In this book, George Woodcock scrutinises the development of the modern clock. His writing echoes Lukács’ Marxist analysis of the segmentation of time in capitalist life which enables the monetisation of time. Time becomes money and with that, money becomes time. So maybe I should just buy time. A small chunk of money could buy me a big bag of speed and with that i could have no sleep and a third more time. Then I’d be closer to Gaz. Its not distance we’re battling with, it's a lack of shared time. Timezones mark her evenings the middle of my night. While she worries that time are running away from her, I’m unconscious of the passing of time. This reminds me of how physical space and time are always interlinked.
This book highlights the trickiness of time. Amelia Groom begins the book by rolling through the diverse and often contradictory uses of the word time. The passage of Augustine’s work reminds us of other contradictions time creates. The present necessarily lacks extension, as otherwise it would stretch into the past or the future, but our conscious attention is continuous. The past must pass from existence to allow for the present, but somehow the past exists in our memory and affects the future. The puzzles scrutinizing time creates lead Jorge Luis Borges to refute the existence of time.

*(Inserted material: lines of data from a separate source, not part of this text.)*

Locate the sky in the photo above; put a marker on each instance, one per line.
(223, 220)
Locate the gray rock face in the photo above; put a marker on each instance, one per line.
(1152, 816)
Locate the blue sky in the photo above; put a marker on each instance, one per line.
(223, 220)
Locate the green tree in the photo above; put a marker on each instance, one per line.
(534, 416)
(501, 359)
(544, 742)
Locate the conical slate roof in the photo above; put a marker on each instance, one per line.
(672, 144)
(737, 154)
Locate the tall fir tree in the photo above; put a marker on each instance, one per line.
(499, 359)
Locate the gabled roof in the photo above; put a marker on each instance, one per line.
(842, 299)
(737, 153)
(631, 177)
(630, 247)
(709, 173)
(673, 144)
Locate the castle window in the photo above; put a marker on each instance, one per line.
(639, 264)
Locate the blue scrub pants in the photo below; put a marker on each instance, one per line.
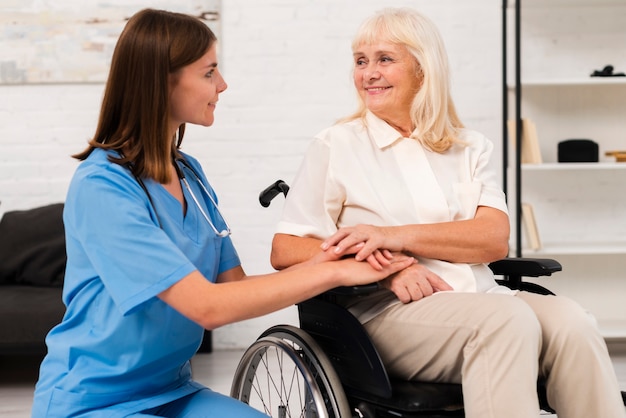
(203, 404)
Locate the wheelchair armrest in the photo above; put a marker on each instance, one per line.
(526, 267)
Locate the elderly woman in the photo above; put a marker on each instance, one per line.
(403, 175)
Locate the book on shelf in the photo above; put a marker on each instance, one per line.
(530, 227)
(531, 152)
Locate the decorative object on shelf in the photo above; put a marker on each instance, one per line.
(531, 152)
(607, 71)
(620, 156)
(578, 151)
(530, 227)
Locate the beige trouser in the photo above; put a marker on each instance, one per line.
(496, 346)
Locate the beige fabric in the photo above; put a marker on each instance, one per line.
(496, 345)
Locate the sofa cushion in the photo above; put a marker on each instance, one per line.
(28, 313)
(32, 246)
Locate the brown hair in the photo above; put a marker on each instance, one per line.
(135, 108)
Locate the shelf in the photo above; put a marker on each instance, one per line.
(587, 248)
(612, 329)
(565, 3)
(574, 166)
(572, 82)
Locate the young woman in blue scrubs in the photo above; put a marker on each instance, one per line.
(150, 263)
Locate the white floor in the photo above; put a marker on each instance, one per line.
(215, 370)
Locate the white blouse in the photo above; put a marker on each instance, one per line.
(356, 173)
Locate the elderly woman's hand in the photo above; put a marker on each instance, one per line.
(367, 242)
(414, 283)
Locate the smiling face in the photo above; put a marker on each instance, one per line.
(194, 91)
(386, 78)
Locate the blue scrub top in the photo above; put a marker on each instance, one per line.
(120, 349)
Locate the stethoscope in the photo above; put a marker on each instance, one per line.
(181, 175)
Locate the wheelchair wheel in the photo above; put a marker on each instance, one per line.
(285, 374)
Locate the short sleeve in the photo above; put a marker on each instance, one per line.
(112, 232)
(314, 201)
(485, 173)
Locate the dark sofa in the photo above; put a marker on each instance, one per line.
(32, 267)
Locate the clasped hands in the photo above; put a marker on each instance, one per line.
(377, 246)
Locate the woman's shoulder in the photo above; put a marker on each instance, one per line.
(473, 139)
(342, 131)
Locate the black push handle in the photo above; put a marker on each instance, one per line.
(266, 196)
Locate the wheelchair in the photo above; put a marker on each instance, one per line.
(328, 367)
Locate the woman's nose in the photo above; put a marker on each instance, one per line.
(372, 73)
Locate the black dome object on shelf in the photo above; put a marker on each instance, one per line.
(578, 151)
(607, 71)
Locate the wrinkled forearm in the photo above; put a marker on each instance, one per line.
(288, 250)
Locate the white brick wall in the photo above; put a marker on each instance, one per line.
(287, 63)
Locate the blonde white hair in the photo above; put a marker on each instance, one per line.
(433, 113)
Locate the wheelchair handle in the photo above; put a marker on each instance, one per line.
(266, 196)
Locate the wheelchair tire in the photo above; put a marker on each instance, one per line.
(284, 373)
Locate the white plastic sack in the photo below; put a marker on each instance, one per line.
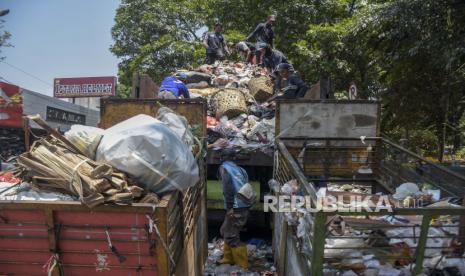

He asks “If time is a mental process, how can thousands of men - or even two different men - share it?” We do share time though. Time may be elusive but this is one of the things we know about it. Mine and Gaz’s love exists in shared time. Time is communal.
I’d love to explore how artists work with times communality. I plan to write about how artists create collective memories and how this has been exploited by the western modernist avant garde and its use of African Art. I hope to discuss Juliana Huxtables work which responds to the disappearance of black web-histories and Morehshin Allahyari’s work of repairing history by recreating destroyed artworks with 3D printers. Lets see if i get enough time.